Overriding the objections of nearby homeowners, the La Canada Flintridge City Council this week picked a Foothill Boulevard site for a planned 75-foot cellular telephone tower.
The council's decision clears the way for Los Angeles Cellular Telephone Co. to erect its tower on Crescenta-Canada YMCA property.
LACTC had received approval from the state Public Utilities Commission to build a cellular phone tower, or monopole, in La Canada Flintridge. City officials said they have no authority to override that but can mitigate the tower's effect by selecting an unobtrusive location and requiring landscaping and a fence to keep out trespassers.
"There has been a mandate . . . by the PUC. This is the best site we can put together," Councilman John W. Hastings said shortly before casting his vote for the YMCA site.
Added Councilman J. Bixby Smith: "It's a sort of a no-win situation."
Last year, LACTC proposed building a 150-foot tower at Angeles Crest Highway and Foothill Boulevard, in the center of the city's commercial district. It also proposed two alternate sites, Foothill Intermediate School on the city's main thoroughfare and the YMCA, situated amid residential neighborhoods.
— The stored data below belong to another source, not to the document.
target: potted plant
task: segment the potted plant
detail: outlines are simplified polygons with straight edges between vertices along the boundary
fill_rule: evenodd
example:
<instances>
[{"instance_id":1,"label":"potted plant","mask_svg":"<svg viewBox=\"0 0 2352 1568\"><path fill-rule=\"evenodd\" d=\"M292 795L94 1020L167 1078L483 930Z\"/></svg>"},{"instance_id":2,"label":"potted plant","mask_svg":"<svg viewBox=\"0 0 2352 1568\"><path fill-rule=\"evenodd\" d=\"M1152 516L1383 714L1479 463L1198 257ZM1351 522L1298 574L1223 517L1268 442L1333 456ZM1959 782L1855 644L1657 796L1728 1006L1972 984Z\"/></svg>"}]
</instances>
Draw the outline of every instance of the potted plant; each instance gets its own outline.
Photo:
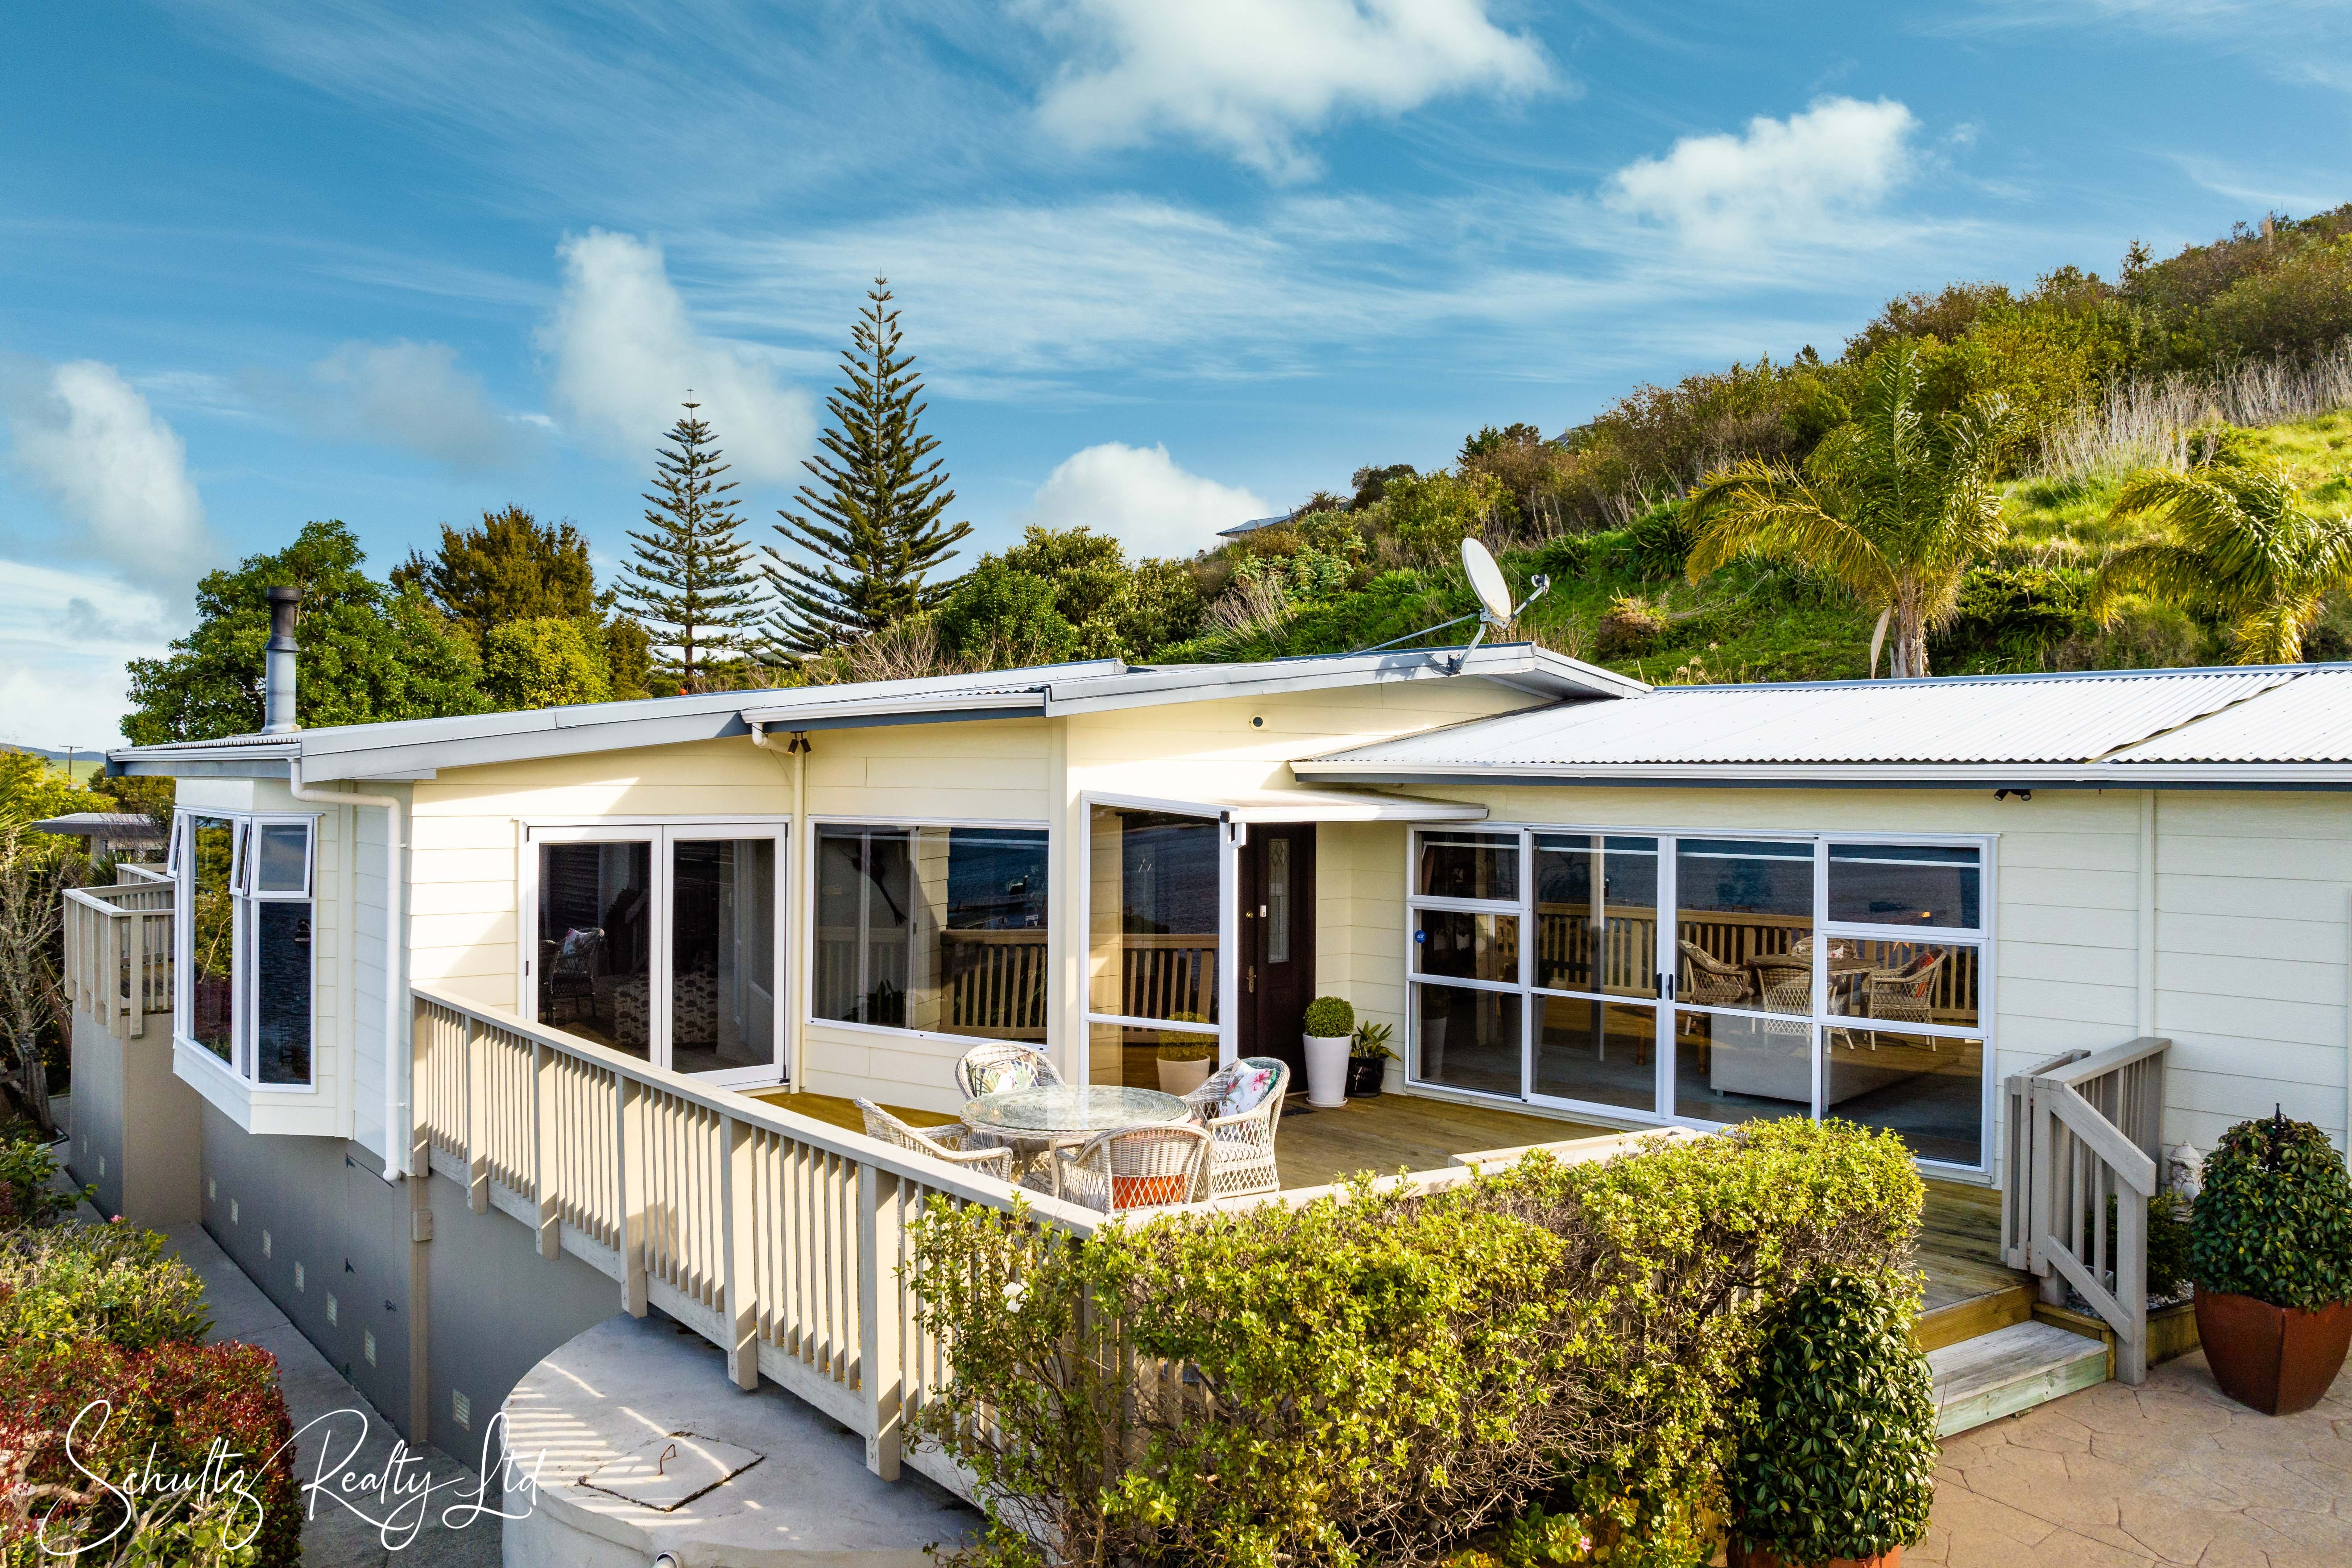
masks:
<instances>
[{"instance_id":1,"label":"potted plant","mask_svg":"<svg viewBox=\"0 0 2352 1568\"><path fill-rule=\"evenodd\" d=\"M1197 1013L1171 1013L1171 1024L1202 1022ZM1207 1081L1209 1068L1217 1059L1217 1037L1214 1035L1187 1034L1177 1029L1160 1031L1160 1088L1167 1094L1190 1094Z\"/></svg>"},{"instance_id":2,"label":"potted plant","mask_svg":"<svg viewBox=\"0 0 2352 1568\"><path fill-rule=\"evenodd\" d=\"M1370 1100L1381 1092L1381 1079L1396 1060L1396 1053L1389 1049L1389 1037L1395 1032L1387 1024L1356 1026L1356 1037L1348 1042L1349 1099Z\"/></svg>"},{"instance_id":3,"label":"potted plant","mask_svg":"<svg viewBox=\"0 0 2352 1568\"><path fill-rule=\"evenodd\" d=\"M1832 1268L1773 1317L1725 1478L1732 1568L1895 1568L1927 1533L1936 1398L1912 1305Z\"/></svg>"},{"instance_id":4,"label":"potted plant","mask_svg":"<svg viewBox=\"0 0 2352 1568\"><path fill-rule=\"evenodd\" d=\"M1348 1103L1348 1042L1356 1010L1344 997L1307 1004L1307 1103L1327 1109Z\"/></svg>"},{"instance_id":5,"label":"potted plant","mask_svg":"<svg viewBox=\"0 0 2352 1568\"><path fill-rule=\"evenodd\" d=\"M2189 1226L2197 1337L2213 1381L2268 1415L2318 1404L2352 1342L2344 1157L2308 1121L2241 1121L2205 1156Z\"/></svg>"}]
</instances>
After discussions with local officials, the city and the company reached a compromise, settling for a 75-foot tower at the YMCA. The city Planning Commission approved that location Dec. 9, calling it the least of three evils and saying that trees would partly obscure the pole.
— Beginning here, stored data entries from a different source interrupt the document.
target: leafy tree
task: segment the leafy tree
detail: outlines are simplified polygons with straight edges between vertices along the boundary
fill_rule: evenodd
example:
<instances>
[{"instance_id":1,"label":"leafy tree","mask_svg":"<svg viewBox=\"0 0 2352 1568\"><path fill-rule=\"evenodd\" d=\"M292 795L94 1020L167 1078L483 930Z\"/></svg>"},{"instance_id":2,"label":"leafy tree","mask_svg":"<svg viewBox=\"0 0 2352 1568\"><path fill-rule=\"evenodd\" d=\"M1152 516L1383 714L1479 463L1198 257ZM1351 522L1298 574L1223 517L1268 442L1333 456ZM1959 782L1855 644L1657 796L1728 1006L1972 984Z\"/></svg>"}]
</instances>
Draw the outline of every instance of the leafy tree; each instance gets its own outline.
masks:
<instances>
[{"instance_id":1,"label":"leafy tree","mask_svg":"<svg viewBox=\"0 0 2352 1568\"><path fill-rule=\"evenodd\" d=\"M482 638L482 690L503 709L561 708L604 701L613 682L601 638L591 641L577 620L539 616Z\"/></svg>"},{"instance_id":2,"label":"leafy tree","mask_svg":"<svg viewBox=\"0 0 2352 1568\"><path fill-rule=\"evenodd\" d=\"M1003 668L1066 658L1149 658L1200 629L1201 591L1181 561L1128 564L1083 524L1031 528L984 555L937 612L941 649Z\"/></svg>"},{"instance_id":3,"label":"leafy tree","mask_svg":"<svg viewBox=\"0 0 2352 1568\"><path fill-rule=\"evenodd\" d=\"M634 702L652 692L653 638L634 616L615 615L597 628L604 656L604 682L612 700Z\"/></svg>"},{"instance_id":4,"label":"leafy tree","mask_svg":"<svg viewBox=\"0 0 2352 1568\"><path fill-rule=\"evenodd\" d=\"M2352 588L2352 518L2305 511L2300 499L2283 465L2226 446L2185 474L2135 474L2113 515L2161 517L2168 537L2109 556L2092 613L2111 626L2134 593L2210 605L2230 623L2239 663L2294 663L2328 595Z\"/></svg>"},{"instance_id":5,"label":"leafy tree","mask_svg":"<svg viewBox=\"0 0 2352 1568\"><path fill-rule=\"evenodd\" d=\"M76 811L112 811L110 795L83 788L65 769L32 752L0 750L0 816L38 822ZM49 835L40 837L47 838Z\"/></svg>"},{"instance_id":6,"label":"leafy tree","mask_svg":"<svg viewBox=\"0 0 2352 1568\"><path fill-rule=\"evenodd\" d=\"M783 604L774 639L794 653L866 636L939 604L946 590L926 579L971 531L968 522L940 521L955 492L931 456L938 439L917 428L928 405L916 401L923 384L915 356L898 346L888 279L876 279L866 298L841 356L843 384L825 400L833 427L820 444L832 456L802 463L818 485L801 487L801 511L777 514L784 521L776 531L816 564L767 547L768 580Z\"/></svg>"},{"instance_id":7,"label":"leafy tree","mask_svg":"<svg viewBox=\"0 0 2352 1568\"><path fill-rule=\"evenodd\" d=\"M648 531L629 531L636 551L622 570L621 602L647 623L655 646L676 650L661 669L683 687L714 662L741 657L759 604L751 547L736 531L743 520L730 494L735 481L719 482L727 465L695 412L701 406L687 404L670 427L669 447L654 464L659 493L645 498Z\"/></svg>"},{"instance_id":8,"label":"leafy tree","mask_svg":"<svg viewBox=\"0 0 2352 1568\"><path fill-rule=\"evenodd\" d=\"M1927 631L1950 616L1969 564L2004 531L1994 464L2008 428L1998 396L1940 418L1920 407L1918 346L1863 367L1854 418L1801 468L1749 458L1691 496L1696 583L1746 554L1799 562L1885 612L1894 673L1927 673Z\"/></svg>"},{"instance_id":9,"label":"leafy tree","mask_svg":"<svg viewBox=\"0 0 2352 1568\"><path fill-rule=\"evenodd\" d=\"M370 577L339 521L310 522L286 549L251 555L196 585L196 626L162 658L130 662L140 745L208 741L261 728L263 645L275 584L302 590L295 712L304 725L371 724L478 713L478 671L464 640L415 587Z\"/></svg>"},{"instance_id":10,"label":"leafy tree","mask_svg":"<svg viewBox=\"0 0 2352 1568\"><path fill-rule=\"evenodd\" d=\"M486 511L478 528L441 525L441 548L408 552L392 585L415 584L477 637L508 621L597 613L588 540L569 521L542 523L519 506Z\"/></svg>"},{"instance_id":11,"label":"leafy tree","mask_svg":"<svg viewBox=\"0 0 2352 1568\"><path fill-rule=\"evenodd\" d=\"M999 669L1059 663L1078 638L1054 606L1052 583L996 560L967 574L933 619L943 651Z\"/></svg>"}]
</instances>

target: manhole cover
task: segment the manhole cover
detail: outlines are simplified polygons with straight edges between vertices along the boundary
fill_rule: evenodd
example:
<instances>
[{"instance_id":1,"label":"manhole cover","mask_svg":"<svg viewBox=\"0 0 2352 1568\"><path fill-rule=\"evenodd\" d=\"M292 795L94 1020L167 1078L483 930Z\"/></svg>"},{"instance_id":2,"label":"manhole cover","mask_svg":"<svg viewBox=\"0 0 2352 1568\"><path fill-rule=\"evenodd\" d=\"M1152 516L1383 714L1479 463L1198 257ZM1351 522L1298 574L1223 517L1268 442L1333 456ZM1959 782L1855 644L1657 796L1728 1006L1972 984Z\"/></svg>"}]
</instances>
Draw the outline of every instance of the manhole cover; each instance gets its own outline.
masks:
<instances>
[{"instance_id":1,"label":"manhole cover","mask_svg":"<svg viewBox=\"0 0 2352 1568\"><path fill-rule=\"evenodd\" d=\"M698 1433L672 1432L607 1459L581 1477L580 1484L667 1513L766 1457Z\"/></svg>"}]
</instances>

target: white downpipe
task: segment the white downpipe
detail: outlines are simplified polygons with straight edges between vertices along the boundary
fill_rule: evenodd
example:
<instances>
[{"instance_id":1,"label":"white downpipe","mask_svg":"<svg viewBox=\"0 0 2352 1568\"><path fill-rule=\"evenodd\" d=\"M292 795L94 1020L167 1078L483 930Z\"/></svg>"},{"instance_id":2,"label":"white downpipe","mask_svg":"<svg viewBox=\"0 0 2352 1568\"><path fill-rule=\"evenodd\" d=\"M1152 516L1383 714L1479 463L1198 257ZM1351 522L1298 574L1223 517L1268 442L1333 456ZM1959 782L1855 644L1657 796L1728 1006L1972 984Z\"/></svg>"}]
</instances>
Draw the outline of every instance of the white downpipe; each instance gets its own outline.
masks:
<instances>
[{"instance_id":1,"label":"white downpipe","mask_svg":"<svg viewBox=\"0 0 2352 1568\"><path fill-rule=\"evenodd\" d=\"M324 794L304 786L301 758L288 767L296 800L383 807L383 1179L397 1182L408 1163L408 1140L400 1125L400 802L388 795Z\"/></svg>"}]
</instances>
But local residents protested, claiming that the pole would be an eyesore and could cause soil erosion and drainage problems. Led by attorney Anita S. Brenner, who lives near the YMCA, the residents asked that the city consider alternate sites, including Cherry Canyon, an isolated wilderness preserve.
At a hearing last week, City Council watched a slide presentation by LACTC on the visibility of monopoles and heard arguments from a company attorney and from Brenner. The council refused to hear comments from other residents, however.
Brenner said this week that she intends to sue the city in an attempt to halt erection of the pole.
LACTC officials said the pole is necessary to provide reliable, static-free service to the estimated 80,000 Los Angeles-area motorists who use cellular phones in their cars.
In a related matter, PacTel Mobile Cos. agreed earlier this month to apply for a conditional-use permit for an antenna that has already been placed atop a 37-foot building on Angeles Crest Highway. If the permit is denied at a Planning Commission hearing May 10, PacTel would have to dismantle the tower or appeal.